Administration details Biden’s plan to provide $80B to IRS
The Treasury Department on Wednesday provided more details about President Biden’s proposal to boost IRS funding and strengthen compliance with tax laws, saying that these initiatives would generate $700 billion in net revenue over a decade.
“A robust and sustained investment in the IRS is necessary to ensure it can do its job of
administering a fair and effective tax system,” the department said in a fact sheet. “The IRS requires more resources to conduct investigations into underreported income and to pursue high-income taxpayers who evade their tax liability through complex schemes.”
The additional details come after the White House released Biden’s $1.8 trillion human-infrastructure proposal, called the American Families Plan, earlier in the day.

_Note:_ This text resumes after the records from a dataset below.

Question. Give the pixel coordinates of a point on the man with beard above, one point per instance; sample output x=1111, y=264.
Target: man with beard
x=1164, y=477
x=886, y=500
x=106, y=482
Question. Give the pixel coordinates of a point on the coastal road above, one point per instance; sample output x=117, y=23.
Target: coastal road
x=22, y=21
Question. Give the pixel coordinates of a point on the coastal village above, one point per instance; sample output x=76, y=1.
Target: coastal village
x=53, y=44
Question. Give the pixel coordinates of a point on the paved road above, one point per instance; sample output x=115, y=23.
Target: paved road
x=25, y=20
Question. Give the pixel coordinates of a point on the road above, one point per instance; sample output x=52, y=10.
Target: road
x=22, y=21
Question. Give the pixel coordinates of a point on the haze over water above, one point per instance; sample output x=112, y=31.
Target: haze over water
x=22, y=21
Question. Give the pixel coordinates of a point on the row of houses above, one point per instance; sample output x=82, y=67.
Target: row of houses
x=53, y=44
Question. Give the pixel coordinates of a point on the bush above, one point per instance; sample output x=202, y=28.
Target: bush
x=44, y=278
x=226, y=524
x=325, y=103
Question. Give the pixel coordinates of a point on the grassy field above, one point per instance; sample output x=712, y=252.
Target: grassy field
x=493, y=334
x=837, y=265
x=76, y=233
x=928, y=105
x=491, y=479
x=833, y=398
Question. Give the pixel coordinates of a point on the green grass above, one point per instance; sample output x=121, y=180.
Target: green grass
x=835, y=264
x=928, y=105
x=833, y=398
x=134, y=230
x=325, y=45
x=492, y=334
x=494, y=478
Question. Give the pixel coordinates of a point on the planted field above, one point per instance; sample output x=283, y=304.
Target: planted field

Biden’s plan calls for enhancing the IRS’s enforcement efforts against wealthy individuals and businesses in order to help pay for new federal spending in areas such as child care and education.
Biden is set to discuss the plan in a speech Wednesday night before a joint session of Congress.
Treasury said that Biden’s plan would provide the IRS with about $80 billion over a decade to be used in areas such as modernizing technology to help the agency identify tax evasion, hiring and training auditors, and improving customer service. The department said that additional funds for enforcement will be focused on efforts to audit high-income taxpayers and businesses rather than middle-class Americans.
Biden’s plan would also direct financial institutions to report more information to the IRS, which would help the agency better target its tax-enforcement efforts. And it would give the IRS the ability to regulate paid tax-return preparers and enhance penalties for preparers who defraud taxpayers.
Biden’s proposal comes after IRS Commissioner Charles Rettig said at a Senate hearing earlier this month that the gap between the amount of taxes owed and those paid on time could be $1 trillion annually. The IRS saw budget cuts over much of the last decade, causing its staffing levels and audit rates to drop.
Biden’s families plan is not expected to get any Republican support, in part because it also proposes raising tax rates for high-income households. However, lawmakers on both sides of the aisle have expressed an interest in helping to ensure that individuals and businesses pay the taxes that they already owe.